L’instabilità economica causata dalla nuova stagione di dazi imposti dall’amministrazione Trump 2.0 – un effetto geopolitico che spinge gli investitori a trattenere il fiato e i capitali.In uno scenario simile, Stargate assomiglia sempre di più a un’operazione di smoke and mirrors, utile a Oracle per mascherare un fatto ben più tangibile: ha finalmente trovato una nicchia nel mercato cloud, ma la sua narrazione rimane sproporzionata rispetto alla realtà.

Ellison, durante l’ultima call, ha superato sé stesso con una dichiarazione degna dei migliori profeti messianici della Silicon Valley: “Costruiremo e gestiremo più data center di infrastrutture cloud di tutti i nostri concorrenti messi insieme”.

Un’affermazione che, letta con la lente dell’ingegneria finanziaria e della fisica quantistica, è probabilmente falsa in almeno sei dimensioni.

Ma il punto non è la veridicità: è l’effetto che fa.Qui entra in gioco il paradigma di comunicazione di Oracle: creare un magnetismo narrativo che distoglie l’attenzione dai numeri assoluti e la concentra sulle curve di crescita, sulle promesse di scala, sull’immaginario.
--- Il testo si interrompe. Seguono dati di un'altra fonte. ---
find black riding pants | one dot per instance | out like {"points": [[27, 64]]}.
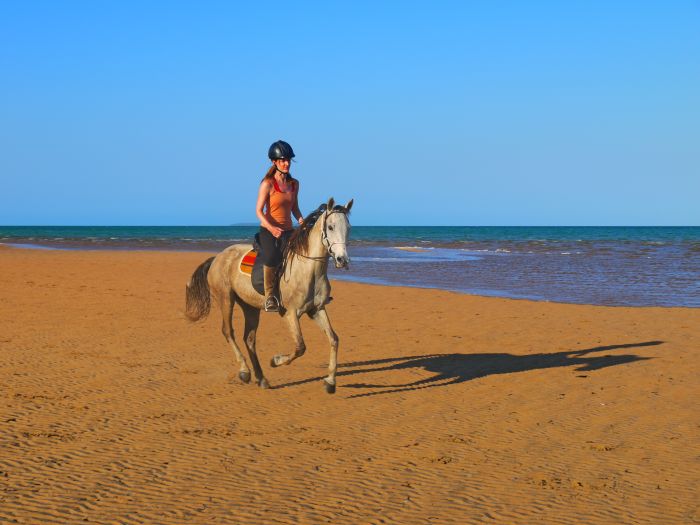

È la stessa tecnica usata dalle startup in fase seed, ma con una capitalizzazione di mercato da big cap. In breve: Oracle si comporta da unicorno, ma con la barba bianca.Eppure, c’è un sottofondo più interessante, e riguarda la relazione con OpenAI.

Se davvero Stargate si materializzerà (spoiler: non prima del 2026, e solo se le condizioni macro lo permetteranno), allora sarà l’esperimento più ambizioso di ibridazione tra AI, hardware e geopolitica tech. Un tentativo di creare un’infrastruttura sovereign-proof, capace di resistere non solo alla concorrenza delle big tech, ma anche agli shock politici, ai black-out energetici e – perché no – alla fine della neutralità della rete.

Nel frattempo, però, Oracle corre. Con infrastrutture minimali rispetto a Google e Amazon, ma con un vantaggio inaspettato: una clientela enterprise più fedele, spesso ingabbiata in sistemi legacy che solo Oracle sa ancora gestire con competenza.

È la vendetta del vecchio mainframe, il ritorno delle architetture ibride e l’ennesima dimostrazione che la tecnologia avanza non con i PowerPoint, ma con i data center che funzionano alle 3 di notte quando tutto va storto.

A ben guardare, il cloud di Oracle non è affatto sexy. È grigio, polveroso, pieno di patch e middleware. Ma fa quello che promette. A differenza di Stargate.E in un’epoca in cui ogni CEO tech si atteggia a filosofo, forse la vera rivoluzione è tornare alla noia della stabilità. Come diceva Thomas Mann, “l’ordinario è già straordinario, se lo si osserva abbastanza da vicino”. Ma Ellison, si sa, preferisce la fantascienza.